Abgestumpfte Gaswaffe

Zuletzt haben sich die Gaspreise beruhigt, sie fielen wieder unter 50 €/MWh, was inflationsbereinigt dem vorangegangenen Allzeithoch von 2008 entspricht. Aufgrund des schnellen Lossagens von russischem Gas ist nicht mehr mit plötzlichen, massiven Preissprüngen zu rechnen. Moskau ist nicht mehr in der Lage, durch selektives Drosseln des Gashahns die Preise in Europa in absurde Höhen zu treiben. Die Phase der hohen Preise dürfte die Nachfrage auch strukturell verändert haben, z.B. durch den Ersatz zahlreicher Gasheizungen mit Wärmepumpen. Trotzdem bleibt die Lage auf dem Gasmarkt angespannt, denn ein Teil der Nachfragereduktion war wohl nur vorübergehend durch die hohen Preise bedingt. Laut dem aktuellen Gasmarktbericht der IEA bleiben gasimportierende Länder einem knappen Angebot ausgesetzt.

Die Ausgangslage hat sich also substanziell verändert und bleibt trotzdem unsicher. Für die Versorgungssicherheit der Schweiz mit Gas bleibt ein Solidaritätsabkommen mit Italien und Deutschland wünschenswert.
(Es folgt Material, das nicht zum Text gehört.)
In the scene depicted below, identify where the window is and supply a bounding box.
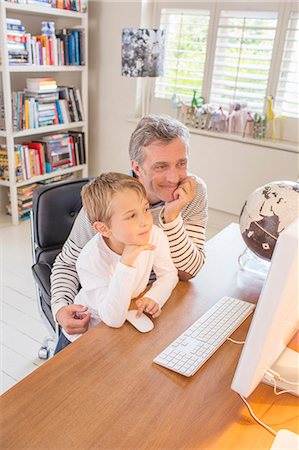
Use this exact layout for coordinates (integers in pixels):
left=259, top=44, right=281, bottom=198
left=274, top=12, right=299, bottom=117
left=155, top=9, right=210, bottom=100
left=210, top=11, right=277, bottom=112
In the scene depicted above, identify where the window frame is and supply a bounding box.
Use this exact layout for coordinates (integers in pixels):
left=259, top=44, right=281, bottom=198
left=146, top=0, right=298, bottom=119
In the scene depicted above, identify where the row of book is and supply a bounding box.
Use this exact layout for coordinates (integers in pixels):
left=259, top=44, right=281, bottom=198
left=0, top=131, right=86, bottom=182
left=12, top=78, right=84, bottom=131
left=0, top=91, right=5, bottom=130
left=5, top=0, right=88, bottom=13
left=6, top=173, right=75, bottom=220
left=6, top=18, right=85, bottom=66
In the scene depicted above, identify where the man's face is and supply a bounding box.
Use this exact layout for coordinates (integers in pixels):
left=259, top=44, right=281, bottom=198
left=132, top=138, right=188, bottom=203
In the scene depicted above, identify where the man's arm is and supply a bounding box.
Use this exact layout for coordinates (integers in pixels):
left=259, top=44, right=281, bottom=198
left=159, top=179, right=208, bottom=281
left=51, top=209, right=95, bottom=334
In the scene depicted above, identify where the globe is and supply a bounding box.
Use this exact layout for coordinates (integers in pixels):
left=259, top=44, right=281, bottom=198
left=240, top=181, right=299, bottom=261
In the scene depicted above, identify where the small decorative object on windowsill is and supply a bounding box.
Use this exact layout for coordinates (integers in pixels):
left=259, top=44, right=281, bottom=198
left=175, top=94, right=282, bottom=142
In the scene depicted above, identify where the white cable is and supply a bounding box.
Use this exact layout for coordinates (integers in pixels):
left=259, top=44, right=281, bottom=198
left=226, top=338, right=245, bottom=344
left=239, top=394, right=277, bottom=436
left=266, top=369, right=293, bottom=395
left=266, top=369, right=299, bottom=386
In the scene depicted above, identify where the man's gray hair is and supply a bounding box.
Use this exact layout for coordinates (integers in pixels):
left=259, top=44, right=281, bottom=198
left=129, top=114, right=189, bottom=166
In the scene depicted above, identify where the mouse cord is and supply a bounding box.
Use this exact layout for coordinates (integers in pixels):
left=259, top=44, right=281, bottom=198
left=239, top=394, right=277, bottom=436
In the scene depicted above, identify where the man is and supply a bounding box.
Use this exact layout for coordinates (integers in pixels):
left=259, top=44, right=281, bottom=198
left=51, top=115, right=207, bottom=334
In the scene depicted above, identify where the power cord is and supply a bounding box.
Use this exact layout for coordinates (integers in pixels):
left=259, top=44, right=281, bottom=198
left=266, top=369, right=299, bottom=395
left=239, top=394, right=277, bottom=436
left=226, top=338, right=245, bottom=345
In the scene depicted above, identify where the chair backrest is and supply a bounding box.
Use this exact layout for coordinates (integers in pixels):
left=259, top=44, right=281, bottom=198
left=32, top=178, right=89, bottom=265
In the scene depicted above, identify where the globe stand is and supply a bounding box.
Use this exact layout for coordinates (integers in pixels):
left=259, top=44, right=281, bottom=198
left=238, top=247, right=271, bottom=278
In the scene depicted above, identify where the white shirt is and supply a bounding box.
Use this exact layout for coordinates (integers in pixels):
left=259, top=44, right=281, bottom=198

Um bei einem Engpass auf die Unterstützung aus Europa zählen zu können, ist es wichtig, dass die Schweiz weiterhin die EU-Sparmassnahmen solidarisch mitträgt. Im vergangenen Winter wurden viele zielführende, aber teure Massnahmen zur Sicherstellung der Versorgungssicherheit umgesetzt, hinzu kam die Nachfragedrosselung aufgrund des sehr milden Winters. Die Schweiz sollte für die nächsten Winter langfristiger und strategischer planen. Das Gebot der Vorsicht verbietet, auf milde Winter zu zählen.